The existing huge page splitting code bails if it encounters a huge page
that is aliased by another SPTE that has already been split (either due
to NX huge pages or eager page splitting). Extend the huge page
splitting code to also handle such aliases.

The thing we have to be careful about is dealing with what's already in
the lower level page table. If eager page splitting was the only
operation that split huge pages, this would be fine. However huge pages
can also be split by NX huge pages. This means the lower level page
table may only be partially filled in and may point to even lower level
page tables that are partially filled in. We can fill in the rest of the
page table but dealing with the lower level page tables would be too
complex.

To handle this we flush TLBs after dropping the huge SPTE whenever we
are about to install a lower level page table that was partially filled
in (*). We can skip the TLB flush if the lower level page table was
empty (no aliasing) or identical to what we were already going to
populate it with (aliased huge page that was just eagerly split).

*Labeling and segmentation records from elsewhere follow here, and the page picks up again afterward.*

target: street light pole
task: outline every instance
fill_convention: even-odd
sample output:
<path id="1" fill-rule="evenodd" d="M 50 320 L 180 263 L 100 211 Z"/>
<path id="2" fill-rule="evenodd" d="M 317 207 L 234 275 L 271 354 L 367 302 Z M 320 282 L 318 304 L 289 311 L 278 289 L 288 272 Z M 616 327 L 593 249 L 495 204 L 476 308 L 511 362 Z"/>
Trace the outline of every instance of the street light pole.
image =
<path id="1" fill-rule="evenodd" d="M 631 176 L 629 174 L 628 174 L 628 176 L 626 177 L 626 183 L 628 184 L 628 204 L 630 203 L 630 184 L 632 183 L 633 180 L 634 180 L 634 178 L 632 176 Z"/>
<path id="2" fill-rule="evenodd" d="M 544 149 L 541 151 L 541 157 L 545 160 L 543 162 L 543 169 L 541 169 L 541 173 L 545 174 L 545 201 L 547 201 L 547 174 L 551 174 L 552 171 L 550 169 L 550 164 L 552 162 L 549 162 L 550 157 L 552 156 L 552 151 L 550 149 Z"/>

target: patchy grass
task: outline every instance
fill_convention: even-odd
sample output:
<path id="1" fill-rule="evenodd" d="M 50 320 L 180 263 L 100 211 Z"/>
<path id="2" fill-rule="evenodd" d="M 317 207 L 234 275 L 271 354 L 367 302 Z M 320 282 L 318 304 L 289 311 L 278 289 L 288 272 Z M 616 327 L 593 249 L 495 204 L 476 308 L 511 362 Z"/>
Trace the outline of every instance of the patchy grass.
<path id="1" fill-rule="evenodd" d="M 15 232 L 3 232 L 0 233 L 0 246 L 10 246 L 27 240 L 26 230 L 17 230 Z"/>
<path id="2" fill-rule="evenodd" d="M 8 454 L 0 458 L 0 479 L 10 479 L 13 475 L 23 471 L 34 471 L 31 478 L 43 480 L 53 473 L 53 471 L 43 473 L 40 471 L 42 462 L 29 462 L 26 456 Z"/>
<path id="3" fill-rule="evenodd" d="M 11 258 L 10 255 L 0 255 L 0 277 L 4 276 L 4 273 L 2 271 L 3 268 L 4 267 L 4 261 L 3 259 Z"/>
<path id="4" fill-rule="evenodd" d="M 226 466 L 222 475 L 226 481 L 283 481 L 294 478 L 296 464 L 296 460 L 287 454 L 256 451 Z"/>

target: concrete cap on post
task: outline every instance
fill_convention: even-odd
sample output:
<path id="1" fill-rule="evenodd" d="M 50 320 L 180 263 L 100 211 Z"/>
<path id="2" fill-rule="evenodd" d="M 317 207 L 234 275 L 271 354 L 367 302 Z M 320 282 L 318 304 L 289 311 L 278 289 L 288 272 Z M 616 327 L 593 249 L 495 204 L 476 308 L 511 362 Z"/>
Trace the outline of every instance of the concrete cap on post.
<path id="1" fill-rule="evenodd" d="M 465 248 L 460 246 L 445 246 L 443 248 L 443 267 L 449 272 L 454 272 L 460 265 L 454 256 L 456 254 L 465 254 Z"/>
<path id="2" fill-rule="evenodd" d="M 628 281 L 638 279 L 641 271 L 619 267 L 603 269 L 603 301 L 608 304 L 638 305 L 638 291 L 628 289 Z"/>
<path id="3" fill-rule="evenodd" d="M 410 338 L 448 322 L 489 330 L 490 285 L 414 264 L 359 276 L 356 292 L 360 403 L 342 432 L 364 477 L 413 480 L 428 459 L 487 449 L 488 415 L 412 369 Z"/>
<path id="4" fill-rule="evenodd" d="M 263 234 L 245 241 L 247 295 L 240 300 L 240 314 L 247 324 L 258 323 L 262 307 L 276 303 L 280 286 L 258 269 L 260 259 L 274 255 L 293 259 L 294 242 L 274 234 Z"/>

(*) This TLB flush could probably be delayed until we're about to drop
the MMU lock, which would also let us batch flushes for multiple splits.
However such scenarios should be rare in practice (a huge page must be
aliased in multiple SPTEs and have been split for NX Huge Pages in only
some of them). Flushing immediately is simpler to plumb and also reduces
the chances of tripping over a CPU bug (e.g. see iTLB multi-hit).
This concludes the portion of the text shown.